In wealth management, garden leaves — a U.K. term for an enforced but paid time off between jobs, usually with strict non-solicitation provisos — are advantageous to firms with outbound FAs because it gives them time to introduce clients to replacement advisors (and maybe disparage departures as products of greed or disloyalty) while departing advisors are required to sit on their hands.
“Advisors who think they own their practices are learning that, from a legal standpoint, that is not true,” says Insel. “In some states it may be, or may become, very difficult to take their practice to another firm.”
And as big financial firms seek to iron out conflicting state rules in the name of harmonized compliance, the impact of the Georgia ruling may not be restricted to one state or other states with relatively weak employee-protection laws and precedents.
“There is movement to allow national firms to impose one state’s law on all employees, a divergence from the general principle that the law of the state of employment rules,” Insel tells this publication. “Even in California, maybe the most pro-employee state in the area of restrictions, there have been developments that could create an issue on applicable state law.”
Elkins Kalt Weintraub Reuben
In this light, says Insel, the potential cost of litigation alone may be enough to make some advisors think twice about leaving, if leaving with their books of business more or less intact is a goal.
The Protocol was founded in 2004 by three of the five biggest retail brokerages to trim legal costs associated with brokerage-to-brokerage advisor moves.
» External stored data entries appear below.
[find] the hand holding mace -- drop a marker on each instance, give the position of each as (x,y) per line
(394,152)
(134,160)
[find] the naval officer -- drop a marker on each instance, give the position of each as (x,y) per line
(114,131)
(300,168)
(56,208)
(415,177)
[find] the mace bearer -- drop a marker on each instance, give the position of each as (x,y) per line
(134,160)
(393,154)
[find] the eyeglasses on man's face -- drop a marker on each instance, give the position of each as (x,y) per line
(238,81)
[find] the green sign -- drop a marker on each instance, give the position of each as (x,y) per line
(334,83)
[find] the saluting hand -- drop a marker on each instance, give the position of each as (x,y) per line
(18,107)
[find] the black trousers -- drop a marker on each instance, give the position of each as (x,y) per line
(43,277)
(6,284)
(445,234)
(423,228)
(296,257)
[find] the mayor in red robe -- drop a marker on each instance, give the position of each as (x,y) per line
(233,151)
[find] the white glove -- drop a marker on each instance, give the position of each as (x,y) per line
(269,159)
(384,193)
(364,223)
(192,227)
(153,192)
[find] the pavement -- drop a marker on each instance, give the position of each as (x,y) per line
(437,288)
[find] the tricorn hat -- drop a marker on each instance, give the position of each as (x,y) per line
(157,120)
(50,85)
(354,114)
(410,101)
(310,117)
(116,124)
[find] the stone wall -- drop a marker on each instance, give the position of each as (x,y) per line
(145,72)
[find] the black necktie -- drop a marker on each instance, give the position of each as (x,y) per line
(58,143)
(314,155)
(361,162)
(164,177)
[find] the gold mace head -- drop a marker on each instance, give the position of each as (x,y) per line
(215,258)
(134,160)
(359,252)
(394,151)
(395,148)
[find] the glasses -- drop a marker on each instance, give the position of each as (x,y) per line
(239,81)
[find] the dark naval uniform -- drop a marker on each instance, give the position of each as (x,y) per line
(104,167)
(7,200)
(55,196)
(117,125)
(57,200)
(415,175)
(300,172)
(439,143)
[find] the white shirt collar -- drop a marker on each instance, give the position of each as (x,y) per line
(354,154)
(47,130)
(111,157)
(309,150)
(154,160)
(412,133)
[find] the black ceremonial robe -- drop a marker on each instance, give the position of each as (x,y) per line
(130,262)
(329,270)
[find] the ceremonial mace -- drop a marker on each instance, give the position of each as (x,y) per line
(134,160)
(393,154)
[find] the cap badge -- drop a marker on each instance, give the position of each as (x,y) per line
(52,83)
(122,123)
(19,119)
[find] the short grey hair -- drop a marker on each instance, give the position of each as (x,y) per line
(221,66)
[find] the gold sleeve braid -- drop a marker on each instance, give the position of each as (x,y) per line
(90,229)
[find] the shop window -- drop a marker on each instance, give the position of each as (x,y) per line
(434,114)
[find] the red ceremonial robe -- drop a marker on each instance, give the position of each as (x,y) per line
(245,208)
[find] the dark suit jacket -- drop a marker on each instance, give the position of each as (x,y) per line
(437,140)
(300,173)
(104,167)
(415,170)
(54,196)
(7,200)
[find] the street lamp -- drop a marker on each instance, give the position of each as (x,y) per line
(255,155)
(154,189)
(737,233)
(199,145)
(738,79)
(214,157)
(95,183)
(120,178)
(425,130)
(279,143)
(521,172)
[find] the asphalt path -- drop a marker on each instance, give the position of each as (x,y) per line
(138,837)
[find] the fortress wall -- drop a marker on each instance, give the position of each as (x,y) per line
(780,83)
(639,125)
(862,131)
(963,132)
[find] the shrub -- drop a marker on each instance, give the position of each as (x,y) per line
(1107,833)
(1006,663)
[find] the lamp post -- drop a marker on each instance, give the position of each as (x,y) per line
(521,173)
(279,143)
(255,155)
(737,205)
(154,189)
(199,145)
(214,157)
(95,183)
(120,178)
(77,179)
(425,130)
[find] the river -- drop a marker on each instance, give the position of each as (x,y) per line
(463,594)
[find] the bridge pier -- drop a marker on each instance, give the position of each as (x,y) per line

Now, with over 1,400 signatory firms, it remains the recruiting standard not just for inter-brokerage traffic but also for movement between brokerages and independent RIAs.
But since then, and especially since the recession, recruiting trends have changed in favor of small firms — prompting erstwhile Protocol stalwarts like Morgan Stanley, UBS and Citibank to ditch the standard last year, and take harder lines on departees.
“When the competition was mainly among major firms, the protocol made more sense,” Insel explains. “But with the ever-growing emergence of breakaway brokers to independent firms — their own newly-formed firms or others that provide more independence — major firms have come to see the Protocol” more as a blunt weapon that gets used against them than as a time- and money-saving recruitment tool.
For this reason, advisor headhunter Danny Sarch is struck by one firm’s role in the Georgia case.
“Am I the only one to see the irony that it’s Morgan Stanley – the first to leave the Protocol, the most litigious firm in the land – that lost this case?” asks Sarch, who runs the Leitner Sarch Consultants in White Plains, N.Y.
Though garden leaves have long been in play for private banks and trust companies (where practitioners aren’t, and never have been, seen to own their client relationships), the Georgia ruling paves the way to Protocol-leavers such as UBS and Morgan Stanley “adding garden-leave provisions to their employment agreements as a further deterrent to leaving.”
The rub for such firms: adding a garden-leave clause now may eventually come in for dispute as an example of “changing the rules of the game on employees who have been there for years,” Sarch tells FA-IQ.
Further, Sarch wonders what will happen to this hard-line policy when — as he thinks likely — “a client sues a brokerage firm for not being allowed to talk with his or her trusted advisor?”
For advisor recruiter Barbara Herman, the Georgia ruling combined with big-name departures from the Protocol is “a harsh reminder advisors need to pay attention to what’s in their employment agreements.”
In the past, adds Herman, who works at Diamond Consultants in New York, most FAs “paid little attention to the language in these agreements, including bonus awards,” because they assumed “the Protocol would be there to negate any restrictions.”
Morgan Stanley and Aprio declined to comment on the decision or its possible implications.